Concurrent memcpy and kernel execution

Hi guys,
I am struggling with streams and memcpys. I have 4 kernels running is a loop. The second computes a single value that I need to copy to the CPU, while the remaining kernels are running. I am using the Visual Profiler to check the timeline of the kernels.
I have tried concurrent streams with events, and async memcopy and pinned memory with cudaDeviceSynchronize at the end of the loop. Unfortunately all variants are causing too much delay.
Does anyone have a good suggestion.

Here is the pseudocode:

while(...)
{
  kernel1<<<...>>>(...);
  kernel2<<<...>>>(...);
  memcpy(&h_val, &d_val, sizeof(float), cudaMemcpyDeviceToHost); 
  kernel3<<<...>>>(...);
  kernel4<<<...>>>(...);
  // do something with h_val
}

Thank you for your help.

I have managed to reduce the latencies between kernel launches.

cudaMallocHost(&val, sizeof(float));
while(...)
{
  kernel1<<<...>>>(..., stream);
  kernel2<<<...>>>(..., stream);
  cudaEventRecord(event, stream);
  kernel3<<<...>>>(..., stream);
  kernel4<<<...>>>(..., stream);
  cudaStreamWaitEvent(stream, event, 0);
  // do something with val
  func(*val)
}

This solution produces the best results so far.

i would think that your kernel grid/ block dimensions and kernel dependencies (kernels requiring other/ previous kernels’ output data, or data from the host) would much determine whether you could still improve on this

All kernels have the same dimensions, each kernel is dependent on the previous kernels output, and they do not require any data from the host.
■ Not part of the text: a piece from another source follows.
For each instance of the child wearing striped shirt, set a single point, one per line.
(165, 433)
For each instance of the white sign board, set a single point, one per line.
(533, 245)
“All kernels have the same dimensions”

it is still difficult to gauge whether the gpu is fully utilized - one of the key reasons to use streams in the first place

depending on whether the gpu is already fully utilized or not, and on dependencies between loops - what you are looping on - you may for example also have:

cudaEvent_t trigger1, trigger2;

while (…)
{
kernel1 (stream1)
kernel2 (stream1)
cudaEventRecord(trigger1, stream1)
kernel3 (stream1)
kernel4 (stream1)
kernel1 (stream2)
kernel2 (stream2)
cudaEventRecord(trigger2, stream2)
kernel3 (stream2)
kernel4 (stream2)

cudaEventSynchronize(trigger1)
{
do something with value1
}
cudaEventSynchronize(trigger2)
{
do something with value2
}
}

Thanks for the suggestion, but kernel1 depends on kernel4’s output, thus it is not possible.